Pre–incorporation Contracts

Incorporation of company includes variety of activities which are done by


agreements, for example, buying land for manufacturing and registered office,
technology transfer, loan agreement, agreement with stock exchange, agreement
with intermediaries, agreement with third parties for procurement of raw materials
and mobilization of stock in trade.
Before incorporation, company has no contractual capacity so on behalf of a
prospective company all such agreements were signed by promoters and these
contracts are known as pre-incorporation agreements. No contract can bind the co.
before it becomes capable of contracting by incorporation.
A very apt question in this regard is that what will be liability of promoter or
company or third party in pre-incorporation agreement.
 The true legal position in respect of pre-incorporation contracts may be discussed
under the following two heads:
 1. Position before 1963 (i.e., before passing of Specific Relief act, 1963), and
 2. Position after 1963
 1) A pre-incorporation contract never binds a company since a person (legal or
juristic) cannot contract before his or its existence and a company before
incorporation has no legal existence. The company is also not entitled to sue on a
pre-incorporation contract.
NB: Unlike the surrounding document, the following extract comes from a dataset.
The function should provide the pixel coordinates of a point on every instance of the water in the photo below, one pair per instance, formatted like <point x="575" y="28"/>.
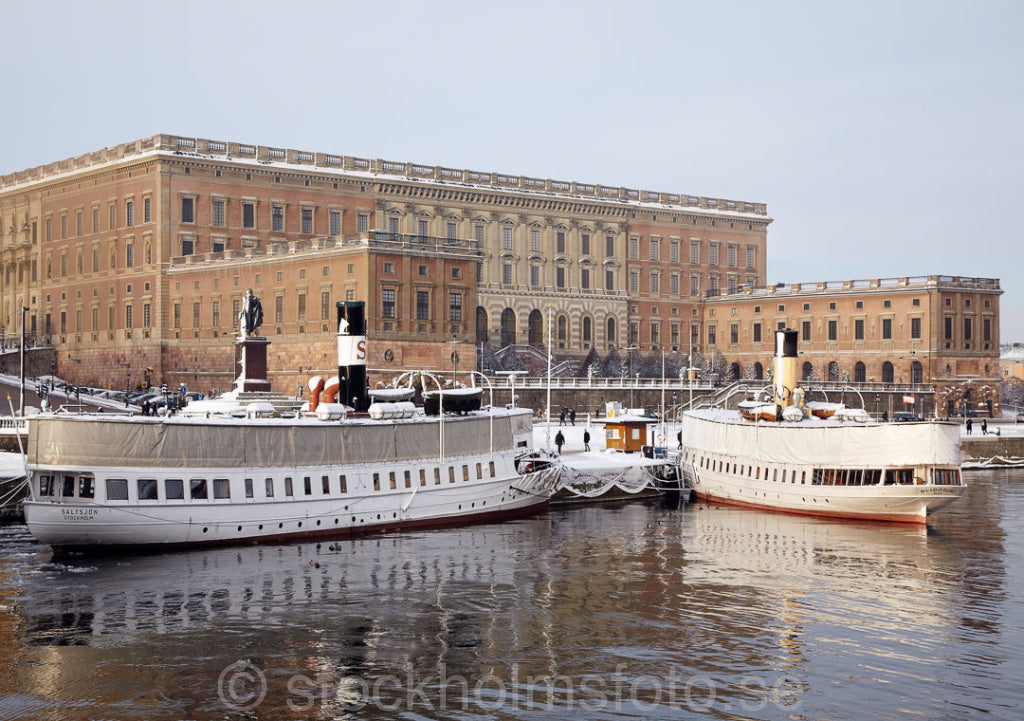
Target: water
<point x="639" y="610"/>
As it was held in the case of Natal land and colonization
company V. Pauline colliery syndicate [(1904) AC 120] that the syndicate was not
entitled to its claim as it was not in existence when the contract was made and a
company cannot obtain the benefit of a pre-incorporation contract in the suit of
specific performance.
2. Position after 1963 (i.e., After Passing of the Specific Relief Act, 1963)
 Until the passing of the Specific Relief Act, 1963, in India the promoters found
it very difficult to carry out the work of incorporation. Since contracts prior to
incorporation were void and also could not be ratified, people hesitated to
either supply any goods or services for the cause of incorporation.
The Specific Relief Act, 1963 came as a relief to the promoters.
 Section 15(h) and 19(e) of the Specific Relief Act provides as follows:
 1) The contract should have been entered into by the promoter for the purpose
 of the company
 2) The terms of incorporation should warrant such contract.
 3) The company should accept the contract after incorporation.
 4) Such acceptance should be communicated to the other party to the contract.
 After incorporation of the company
After company came into existence, a company can ratify or adopt the contract, and this
would bind the company and not the promoter. Under the Specific Relief Act 1963, Section
15(h) and 19(e) promoter can shift his right and responsibility to the company, if it is
warranted by the terms of incorporation.